Nous sommes issus de la fusion en 1967 de deux sociétés, fondées sur les valeurs extrêmement fortes des gens de mer, notamment la solidarité des pêcheurs envers les pêcheurs, qui prenaient des risques pour sauver leurs copains. Ces deux sociétés ont fusionné à la demande du Gouvernement, qui souhaitait éviter une balkanisation et renforcer la performance du sauvetage en mer. L'amiral Maurice Amman, ancien préfet maritime, est à l'origine de ce regroupement. La SNSM a conservé, à tort, cette appellation de « société » alors qu'elle est une association, ce qui peut entraîner des confusions. Mais nous n'avons pas cru bon de faire une double révolution culturelle.
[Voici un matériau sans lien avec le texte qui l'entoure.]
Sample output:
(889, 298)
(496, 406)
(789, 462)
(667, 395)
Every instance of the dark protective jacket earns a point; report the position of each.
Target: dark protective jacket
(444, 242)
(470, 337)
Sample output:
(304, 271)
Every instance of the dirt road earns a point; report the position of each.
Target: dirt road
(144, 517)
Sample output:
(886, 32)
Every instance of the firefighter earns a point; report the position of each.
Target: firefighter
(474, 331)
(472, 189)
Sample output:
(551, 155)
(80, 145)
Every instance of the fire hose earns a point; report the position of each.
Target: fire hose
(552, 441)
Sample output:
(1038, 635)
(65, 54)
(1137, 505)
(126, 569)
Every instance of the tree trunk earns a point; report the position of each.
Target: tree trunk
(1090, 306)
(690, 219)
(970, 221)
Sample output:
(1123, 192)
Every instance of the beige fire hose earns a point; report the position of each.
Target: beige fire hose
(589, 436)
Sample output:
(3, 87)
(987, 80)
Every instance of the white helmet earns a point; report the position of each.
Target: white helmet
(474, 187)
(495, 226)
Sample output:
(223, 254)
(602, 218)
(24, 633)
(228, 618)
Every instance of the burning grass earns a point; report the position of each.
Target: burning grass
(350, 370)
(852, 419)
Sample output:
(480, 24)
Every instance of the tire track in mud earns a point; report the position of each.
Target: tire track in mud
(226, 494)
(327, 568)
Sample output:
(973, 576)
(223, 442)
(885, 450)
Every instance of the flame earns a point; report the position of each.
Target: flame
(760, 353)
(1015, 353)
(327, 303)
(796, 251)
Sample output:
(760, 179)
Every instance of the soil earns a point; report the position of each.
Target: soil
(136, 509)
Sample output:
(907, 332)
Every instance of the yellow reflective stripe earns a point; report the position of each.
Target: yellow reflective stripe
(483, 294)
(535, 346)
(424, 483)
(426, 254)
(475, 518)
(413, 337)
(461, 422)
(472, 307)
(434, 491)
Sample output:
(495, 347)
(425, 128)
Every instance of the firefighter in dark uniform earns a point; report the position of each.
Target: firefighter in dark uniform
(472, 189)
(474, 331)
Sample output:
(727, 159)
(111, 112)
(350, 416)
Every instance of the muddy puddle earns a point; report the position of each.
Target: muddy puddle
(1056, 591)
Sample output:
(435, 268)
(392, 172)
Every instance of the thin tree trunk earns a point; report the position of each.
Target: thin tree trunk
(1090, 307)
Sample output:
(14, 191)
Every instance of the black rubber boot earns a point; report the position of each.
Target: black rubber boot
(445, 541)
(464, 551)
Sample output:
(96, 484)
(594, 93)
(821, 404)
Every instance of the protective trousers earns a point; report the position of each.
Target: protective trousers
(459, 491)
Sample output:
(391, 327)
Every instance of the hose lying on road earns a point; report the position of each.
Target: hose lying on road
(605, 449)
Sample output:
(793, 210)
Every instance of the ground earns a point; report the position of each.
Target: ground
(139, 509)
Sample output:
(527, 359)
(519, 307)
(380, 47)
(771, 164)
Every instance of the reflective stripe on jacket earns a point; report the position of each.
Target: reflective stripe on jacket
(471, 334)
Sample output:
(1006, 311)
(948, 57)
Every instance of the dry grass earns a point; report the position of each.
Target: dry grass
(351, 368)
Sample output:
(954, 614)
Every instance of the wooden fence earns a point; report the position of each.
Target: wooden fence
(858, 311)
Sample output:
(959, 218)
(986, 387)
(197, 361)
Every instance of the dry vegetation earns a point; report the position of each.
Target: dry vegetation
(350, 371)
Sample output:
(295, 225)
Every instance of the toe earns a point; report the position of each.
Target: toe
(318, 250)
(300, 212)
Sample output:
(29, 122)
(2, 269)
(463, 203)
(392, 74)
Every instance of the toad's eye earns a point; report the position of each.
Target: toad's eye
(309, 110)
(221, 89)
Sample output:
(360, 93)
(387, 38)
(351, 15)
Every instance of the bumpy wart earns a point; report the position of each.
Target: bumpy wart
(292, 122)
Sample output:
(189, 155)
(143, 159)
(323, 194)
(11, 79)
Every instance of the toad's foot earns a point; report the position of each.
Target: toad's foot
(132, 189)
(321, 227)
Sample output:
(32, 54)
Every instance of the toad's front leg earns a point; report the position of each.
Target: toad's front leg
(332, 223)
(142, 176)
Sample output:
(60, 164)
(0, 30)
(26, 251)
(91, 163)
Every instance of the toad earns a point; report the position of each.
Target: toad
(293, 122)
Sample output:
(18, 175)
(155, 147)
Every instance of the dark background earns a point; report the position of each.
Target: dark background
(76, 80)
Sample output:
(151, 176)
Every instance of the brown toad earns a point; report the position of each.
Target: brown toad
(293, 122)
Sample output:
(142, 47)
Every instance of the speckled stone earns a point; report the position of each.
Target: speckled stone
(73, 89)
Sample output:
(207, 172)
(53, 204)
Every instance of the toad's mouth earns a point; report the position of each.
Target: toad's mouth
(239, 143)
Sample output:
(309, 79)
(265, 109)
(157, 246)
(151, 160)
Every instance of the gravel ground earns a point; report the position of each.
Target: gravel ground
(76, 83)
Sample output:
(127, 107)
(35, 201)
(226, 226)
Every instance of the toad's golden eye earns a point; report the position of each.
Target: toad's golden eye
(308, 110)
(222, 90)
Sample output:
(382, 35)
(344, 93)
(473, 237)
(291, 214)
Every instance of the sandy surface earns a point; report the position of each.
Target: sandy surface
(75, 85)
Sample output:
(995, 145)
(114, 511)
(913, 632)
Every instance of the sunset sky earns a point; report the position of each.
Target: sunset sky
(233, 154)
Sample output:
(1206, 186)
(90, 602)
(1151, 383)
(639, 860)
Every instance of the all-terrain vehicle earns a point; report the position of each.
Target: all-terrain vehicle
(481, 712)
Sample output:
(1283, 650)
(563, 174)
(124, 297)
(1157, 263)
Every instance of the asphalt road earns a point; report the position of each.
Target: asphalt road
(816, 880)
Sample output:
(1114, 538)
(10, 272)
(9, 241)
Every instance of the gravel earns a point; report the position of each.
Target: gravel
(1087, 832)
Notre vocation, c'est le sauvetage par des bénévoles, marqués par un profond esprit de solidarité. Nous avons une identité très forte, qui est certes variable selon les territoires : elle n'est pas la même en Vendée et en Bretagne, en Corse et dans le Var. Nous sommes un puzzle dont les pièces s'agencent ensemble.
Nous avons un ancrage historique profond, d'abord lié à la pêche, et nous sommes un peu comme un chêne : depuis cinquante ans, nous avons une racine pivotante, descendante, mais avec une canopée chahutée par l'évolution des mentalités, les sollicitations familiales, les mobilités... Nous devons faire attention à ce que le chêne ne penche pas trop à cause de sa canopée, et gérer les problèmes de celle-ci. Nous observons tous les jours la défiance des Français, tentés par le vote protestataire. En cinquante ans, les choses ont beaucoup évolué.
Les sauveteurs en mer sont notre canal historique. Ils ont été rejoints plus récemment par la pépinière des nageurs-sauveteurs, âgés en moyenne de 18 à 24 ans.
Dans nos centres de formation - vous connaissez celui, exemplaire, de Vendée -, nous avons des jeunes très engagés, déterminés. Ils font un sacrifice important, que ce soit sur leur temps personnel, en finançant une part de leur formation - qui coûte 800, 1000 euros - et en s'engageant sur les plages.
J'ai trouvé une jeunesse exemplaire, réconfortante, roborative, de grande qualité, une très belle école de la vie. Nous espérons en récupérer certains dans nos stations de sauveteurs en mer.
Les racines sont donc là : solidarité, courage, esprit d'équipage, désintéressement. Je ne suis pas dans l'angélisme mais dans le constat. J'ai fait 242 déplacements sur le littoral métropolitain et ultramarin, et je connais parfaitement le littoral. Notre édifice a de vraies fondations.
Mais le contexte a changé : le sens des valeurs s'assouplit ; la pêche, comme l'agriculture, est en retrait, tandis que la plaisance et les loisirs nautiques explosent. Cela nous a conduits à faire évoluer nos techniques et nos embarcations. Nous sommes passés de la rame au moteur, et à des bateaux très performants. La semaine prochaine, je vais signer un nouveau contrat de conception et de réalisation d'unités adaptées aux années 2020-2060.
Nos formations ont aussi évolué. Désormais, seuls 30 % des sauveteurs embarqués sont issus des milieux marins professionnels. Nous avons une population très diverse, aimant l'aventure et la noblesse de la mission. Mais on ne transforme pas un boulanger en marin comme cela.